3) Reparieren - Kleinere Schäden können oft leicht behoben werden und bedeuten noch lange nicht das Ende deines Lieblingsteils. Natürlich kostet eine Reparatur Zeit und auch Geld – aber die Auswirkungen eines neu gekauften Produkts auf deinen Geldbeutel und auf die Umwelt sind deutlich höher.

4) Plan B - Auch wenn du deine Softshell nicht mehr für eine Winterdurchquerung der norwegischen Hardangervidda verwenden möchtest, kannst du jederzeit noch andere, weniger anspruchsvolle Abenteuer mit ihr erleben.

5) Pan C - Verwende dein Lieblingsteil in einem ganz anderen Umfeld. Lasse sie z.B. im Auto liegen, falls du mal eine Panne bei miesem Wetter hast. Bei allen Arbeiten an Haus und Garten ist eine Softshell ideal.

6) Weitergeben - Wenn du deine Ausrüstung wirklich nicht mehr verwenden willst, freut sich bestimmt noch jemand anderes darüber: Schenken macht ja bekanntlich Freu(n)de! Schau dich doch einfach mal in deinem Familien- und Freundeskreis um. Oder wende dich an Wohltätigkeits-Organisationen, die Outdoor-Ausrüstung annehmen und diese sinnvoll weitergeben.

7) Upcycle - Wenn gar nichts mehr geht: Die Komponenten, aus denen dein Produkt besteht, sind hochwertig und wertvoll. Softshell-Gewebe in dieser Qualität sind im Einzelhandel nicht erhältlich. Denk doch mal um die Ecke, ob du Teile deines Produktes noch anderweitig verwenden kannst? Für Steigeisen oder Biketools gibt es nichts Besseres als ein Softshell-Etui. Das Material eignet sich auch für alles, was auf der einen Seite robust und auf der anderen angenehm weich sein soll: Es ist perfekt zum Reparieren anderer Kleidungsstücke!

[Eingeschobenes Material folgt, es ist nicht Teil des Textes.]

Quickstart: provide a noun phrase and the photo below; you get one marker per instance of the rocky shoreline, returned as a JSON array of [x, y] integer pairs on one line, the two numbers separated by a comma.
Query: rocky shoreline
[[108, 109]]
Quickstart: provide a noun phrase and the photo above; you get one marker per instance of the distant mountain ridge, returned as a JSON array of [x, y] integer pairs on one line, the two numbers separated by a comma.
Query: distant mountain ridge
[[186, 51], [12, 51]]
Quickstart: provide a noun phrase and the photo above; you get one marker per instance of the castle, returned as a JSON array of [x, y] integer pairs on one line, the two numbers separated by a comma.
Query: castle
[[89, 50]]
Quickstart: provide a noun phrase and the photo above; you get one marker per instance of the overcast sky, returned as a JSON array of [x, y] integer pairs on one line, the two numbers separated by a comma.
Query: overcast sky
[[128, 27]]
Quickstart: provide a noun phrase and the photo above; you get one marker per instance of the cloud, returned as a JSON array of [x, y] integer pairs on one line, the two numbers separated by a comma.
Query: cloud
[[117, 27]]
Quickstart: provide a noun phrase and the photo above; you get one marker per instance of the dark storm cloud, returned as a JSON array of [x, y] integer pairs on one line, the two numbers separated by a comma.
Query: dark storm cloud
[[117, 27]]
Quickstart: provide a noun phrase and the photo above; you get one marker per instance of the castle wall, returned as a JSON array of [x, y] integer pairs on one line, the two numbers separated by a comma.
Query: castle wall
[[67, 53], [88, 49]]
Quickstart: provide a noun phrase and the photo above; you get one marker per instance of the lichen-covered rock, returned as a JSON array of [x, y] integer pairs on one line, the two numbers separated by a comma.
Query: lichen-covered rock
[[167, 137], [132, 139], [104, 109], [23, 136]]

8) Recycle - Echtes Recycling spart Energie und Ressourcen, die sonst bei der Herstellung von neuem Material eingesetzt werden müssten.

Beim Textilrecycling ist die größte Hürde die Trennung der verschiedenen Komponenten wie Stoffe, Membrane, Fäden, Reißverschlüsse, Druckknöpfe etc. Bei Softshells ist dies so gut wie ausgeschlossen. Hier ist kein richtiges Recycling, sondern nur Downcycling möglich, so werden z.B. geschredderte Textilien aus Altkleidercontainern zu Füll- und Dämmstoffen verarbeitet. Es ist aber immer noch besser deine Softshell nicht mit dem Hausmüll zu entsorgen, sondern in einen Container einer Organisation zu werfen, die die Fasern weiterverarbeiten können.